How can i adjust the weights in a model with two outputs like this?
This is how I implemented it:
class UNet(nn.Module):
def __init__(self):
super(UNet, self).__init__()
self.down = ConvNetContractingPath()
self.up = ConvNetExpansivePath()
self.shuffle_layer = nn.Sequential(
nn.Conv2d(in_channels=16, out_channels=16, kernel_size=1),
nn.BatchNorm2d(16)
)
self.rotation_layer = nn.Sequential(
nn.MaxPool2d(2, stride=2),
nn.Conv2d(in_channels=16, out_channels=4, kernel_size=28, stride=28),
nn.BatchNorm2d(4)
)
def forward(self, x):
conv5, conv4, conv3, conv2, conv1 = self.down(x)

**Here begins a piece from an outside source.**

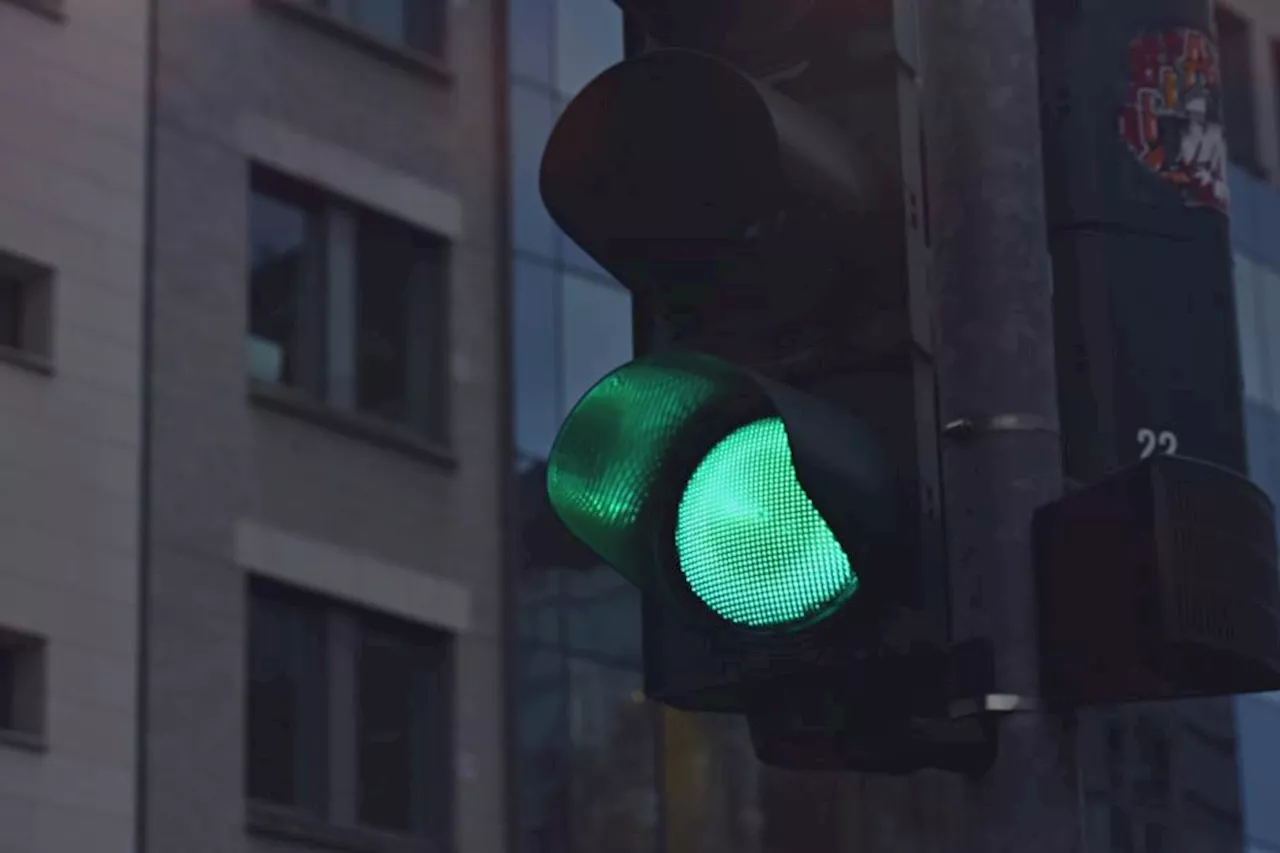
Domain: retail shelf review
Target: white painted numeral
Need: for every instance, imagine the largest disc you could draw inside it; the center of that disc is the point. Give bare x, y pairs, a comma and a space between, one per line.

up_conv9 = self.up(conv5, conv4, conv3, conv2, conv1)
shuffle_output = self.shuffle_layer(up_conv9)
rotation_output = self.rotation_layer(up_conv9)
return shuffle_output, rotation_output
I tried to use this method: A model with multiple outputs - #2 by ptrblck
Calculate the error of each prediction, then sum them up and optimize the model by the sum of the losses. But after 100 epochs the loss value remained almost unchanged.
criterion = nn.CrossEntropyLoss()
optimizer = torch.optim.Adam(model.parameters(), lr=0.0001)
scheduler = ReduceLROnPlateau(optimizer, mode='min', factor=0.5, patience=15, threshold=0.00001)
for epoch in range(num_epochs):
print(f'Epoch: {epoch+1}/{num_epochs}:')
for i, (images, shfl_labels, rot_labels) in enumerate(train_loader):
# Origin shape: image [batch size, 3, 224, 224]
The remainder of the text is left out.